Mercier also revealed to his children one major effect of the Depression. On a Sunday, with what little gas remained in their car, he drove the family to San Bernardino, California. There, a city park had transformed into a Hooverville, with improvised tents, sleeping bags, and the bare minimum of living conditions. “It was pretty rough,” Lange describes. “It seemed like the children were running loose, and it kind of bothered me because I was taking care of my brother. It didn’t look like they could be eating right or anything.”
As
Lange grew older, she realized how blessed she was the more she discussed the
Depression with others. Her father’s example and lessons have been helpful all
her life, and her involvement in her own community mirrors the contribution her
father made. She is engaging and generous, eloquent and sincere. She believes
that a strong sense of connection to others isn’t taught today. Reflecting on
the resiliency and resourcefulness of her father, she emphasizes themes like
togetherness, respect, solidarity, cooperation, and goodwill. All are themes
she fears could be absent as the United States copes with its current economic
crisis. Attitudes are different. The world is bigger. Americans have, and want,
more than ever.
While the unemployment rate has exceeded 8 percent in the United States in 2009, it’s still only a fraction of what it was eighty years before. Government intervention has been quicker and more informed, as well. The current crisis may not amount to the horrors of the decade after 1929, but the first ten years of the new millennium have forced Americans such as Lange to reflect on how far they’ve come — and realize how much they’ve forgotten in the process.

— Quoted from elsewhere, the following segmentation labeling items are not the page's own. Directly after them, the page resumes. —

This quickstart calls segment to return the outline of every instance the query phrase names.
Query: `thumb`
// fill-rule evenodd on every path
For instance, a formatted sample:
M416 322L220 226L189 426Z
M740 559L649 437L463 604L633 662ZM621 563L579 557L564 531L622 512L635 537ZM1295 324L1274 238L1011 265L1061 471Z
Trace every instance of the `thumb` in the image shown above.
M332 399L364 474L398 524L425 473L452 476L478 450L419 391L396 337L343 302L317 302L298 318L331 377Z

It’s been a long time since Lange’s family gathered around that homemade radio in March of 1933, but Roosevelt’s first inaugural address is just as relevant today.
“The money changers have fled from their high seats in the temple of our civilization,” Roosevelt said. “We may now restore that temple to the ancient truths. The measure of the restoration lies in the extent to which we apply social values more noble than mere monetary profit. Happiness lies not in the mere possession of money; it lies in the joy of achievement, in the thrill of creative effort. The joy and moral stimulation of work no longer must be forgotten in the mad chase of evanescent profits. These dark days will be worth all they cost us if they teach us that our true destiny is not to be ministered unto but to minister to ourselves and our fellow men.”
Lange fears things will get worse before they get better. She fears for her two daughters and many more grandchildren and great-grandchildren. She worries that Americans had too much to begin with. If things get worse, her experience indicates the only option will be to share as she did — something she feels will be difficult for some. To survive, Lange knows Americans must stick together.